HTML code reconstruction library to be added optionally - beautifullsoup for example

GoogleCodeExporter commented 8 years ago

Current behaviour:

The downloaded code is left unprocessed. There are a lot of bad written web
pages that can cause parsers to fail when trying to extract useful information.

Desired behaviour:

Optional enabling in xml of the library to fix/reconstruct the html/js code.

Example library:

http://www.crummy.com/software/BeautifulSoup/documentation.html#Parsing HTML

Original issue reported on code.google.com by andrei.p...@gmail.com on 17 Jul 2008 at 7:41

GoogleCodeExporter commented 8 years ago

My reading of this bug is that you would like to have the ability to plug-in a
parser(such as beautifulsoup) of your own for performing parsing of web-pages,
instead of getting stuck to the default parser.

Is that correct ? HarvestMan does provide the sgmlop-based parser which can
circumvent (perhaps not fix) bad (X)HTML, but this could be useful I think.

However how would this interfacing look like ? Will you specify a module and a
class-name from where to load the new parser's code ? HarvestMan should be able 
to
work with the new parser, so it should follow the interface rules of 
harvestman, i.e
having a "feed()" method to pass in the data and also providing the links in 
'links'
attribute and 'images' in images attribute. So mostly you will have to write a
wrapper on top of your original parser code.

A better option might be to support beautifulsoup directly in code and perhaps 
even
make it the default (x)html parser.

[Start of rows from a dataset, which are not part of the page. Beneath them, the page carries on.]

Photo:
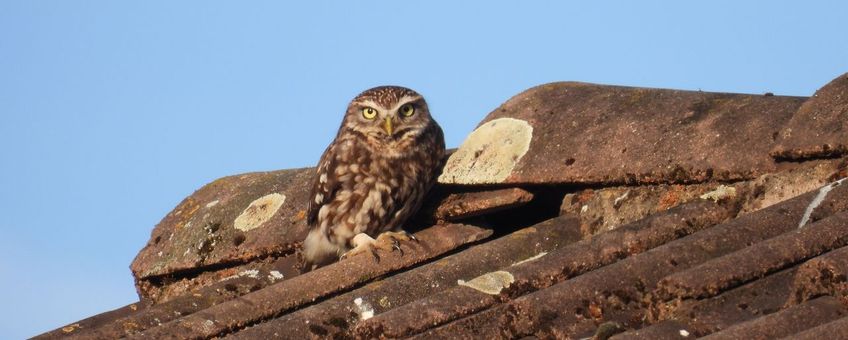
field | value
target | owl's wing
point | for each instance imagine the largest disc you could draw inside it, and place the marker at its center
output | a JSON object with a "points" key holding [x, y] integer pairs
{"points": [[324, 185]]}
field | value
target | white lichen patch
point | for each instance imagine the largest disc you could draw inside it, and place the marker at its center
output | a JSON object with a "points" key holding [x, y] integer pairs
{"points": [[533, 258], [364, 309], [208, 325], [489, 153], [251, 273], [490, 283], [259, 211], [720, 193], [275, 275], [817, 201]]}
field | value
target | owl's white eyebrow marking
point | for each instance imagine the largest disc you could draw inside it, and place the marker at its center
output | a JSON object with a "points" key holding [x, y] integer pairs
{"points": [[403, 100]]}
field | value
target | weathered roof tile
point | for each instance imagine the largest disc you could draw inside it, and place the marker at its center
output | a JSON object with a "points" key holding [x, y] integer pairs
{"points": [[820, 127], [586, 133]]}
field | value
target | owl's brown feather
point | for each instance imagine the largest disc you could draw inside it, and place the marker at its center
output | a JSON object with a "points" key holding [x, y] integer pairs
{"points": [[368, 181]]}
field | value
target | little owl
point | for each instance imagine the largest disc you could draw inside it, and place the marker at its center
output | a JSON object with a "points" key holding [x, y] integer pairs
{"points": [[373, 176]]}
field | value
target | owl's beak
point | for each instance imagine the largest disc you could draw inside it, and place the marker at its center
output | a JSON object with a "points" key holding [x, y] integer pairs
{"points": [[388, 126]]}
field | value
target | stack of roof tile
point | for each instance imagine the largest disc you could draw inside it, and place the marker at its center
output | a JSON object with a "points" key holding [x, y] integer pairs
{"points": [[573, 210]]}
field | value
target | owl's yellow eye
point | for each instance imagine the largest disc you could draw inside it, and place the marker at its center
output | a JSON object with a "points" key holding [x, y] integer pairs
{"points": [[407, 110], [369, 113]]}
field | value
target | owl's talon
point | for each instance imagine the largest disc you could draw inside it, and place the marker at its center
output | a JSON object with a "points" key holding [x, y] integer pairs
{"points": [[396, 245]]}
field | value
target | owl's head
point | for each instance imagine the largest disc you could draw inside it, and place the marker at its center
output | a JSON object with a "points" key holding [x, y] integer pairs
{"points": [[388, 114]]}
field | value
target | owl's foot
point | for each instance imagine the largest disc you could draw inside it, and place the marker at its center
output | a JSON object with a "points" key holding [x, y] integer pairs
{"points": [[391, 240], [388, 241], [362, 243]]}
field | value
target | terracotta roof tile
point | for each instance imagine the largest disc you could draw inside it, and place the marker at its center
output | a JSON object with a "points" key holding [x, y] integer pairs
{"points": [[820, 126]]}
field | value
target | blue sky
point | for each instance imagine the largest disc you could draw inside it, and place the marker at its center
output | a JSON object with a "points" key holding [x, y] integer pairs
{"points": [[112, 112]]}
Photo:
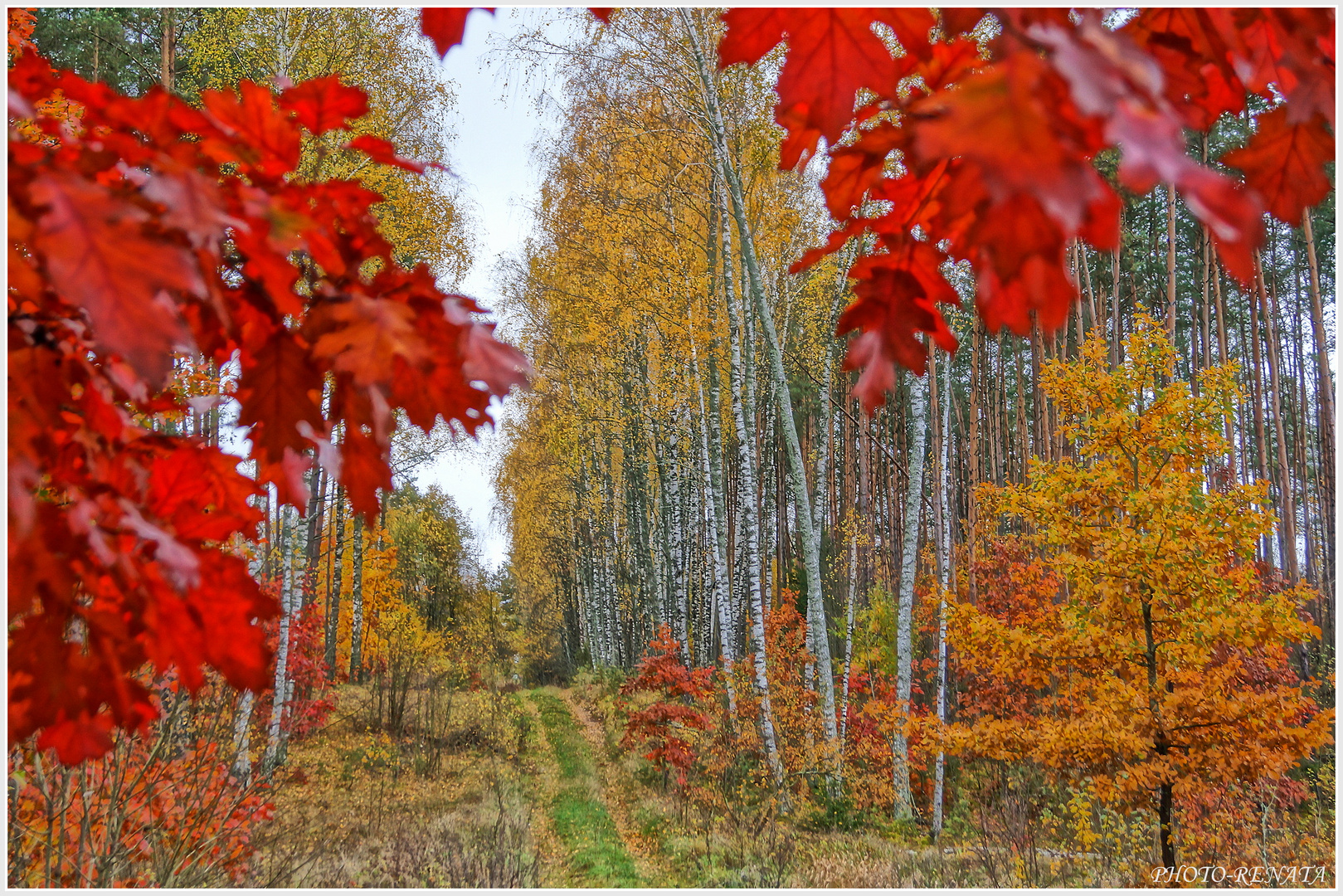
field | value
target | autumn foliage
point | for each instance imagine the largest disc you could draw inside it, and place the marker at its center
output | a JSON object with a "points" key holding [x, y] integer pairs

I think I will go for that solution since 
it far
easier and quicker to implement.

Btw, if the bug means that harvestman should process the downloaded code, well 
this
is not what the program is meant for and it can be done quickly by using events 
or
plugins and writing your own handlers. See apps/samples folder for sample 
crawlers
using event handlers which perform specific functions like this.

Let me know what you think.

Original comment by abpil...@gmail.com on 17 Jul 2008 at 8:09

GoogleCodeExporter commented 8 years ago

First of all.. this is more like a feature request then a bug.. but that was my 
only
option available. Secondly, I already added the reconstruction of the pages 
(using
beautifulsoup) as a plugin.. and it work ok (although with some memory 
penalties -
that being my first reason of the memory consumption investigation). 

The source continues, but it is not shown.